Yes, it might mean missing the Marietta Stroll tomorrow night, something she’d never missed before, not even when she was flying with Big Sky Air, as it was her annual tradition with her mom, but Mom was gone, having passed away suddenly in September and Sadie had accepted that things were different. She was different. She’d given up her fantasies and daydreams and had turned over a new leaf. Her goal was to be strong, self-sufficient, and practical. And practical was the most challenging of the three.
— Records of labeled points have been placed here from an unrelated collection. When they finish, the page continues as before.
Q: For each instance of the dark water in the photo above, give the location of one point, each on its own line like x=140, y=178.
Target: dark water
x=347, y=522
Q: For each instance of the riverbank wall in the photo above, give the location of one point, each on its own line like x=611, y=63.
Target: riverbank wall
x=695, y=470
Being practical had become her mantra since Rory was hurt, and then came her mom’s death, and being practical took on a whole new meaning. With her mom gone, Sadie realized just how foolish she’d been, chasing impossible dreams all these years, with Rory the biggest dream of all.
Getting over Rory wasn’t proving to be easy. Maybe it was because the last time she saw him was at the hospital in Clovis and he’d been a bear, out of his mind with pain, but at least he was alive.
She’d gone to the hospital to make sure he was breathing. She’d gone to make sure he’d survive.
But looking at his poor, battered body, with all those bandages and tubes and tape, she didn’t feel sorry for him, she felt angry.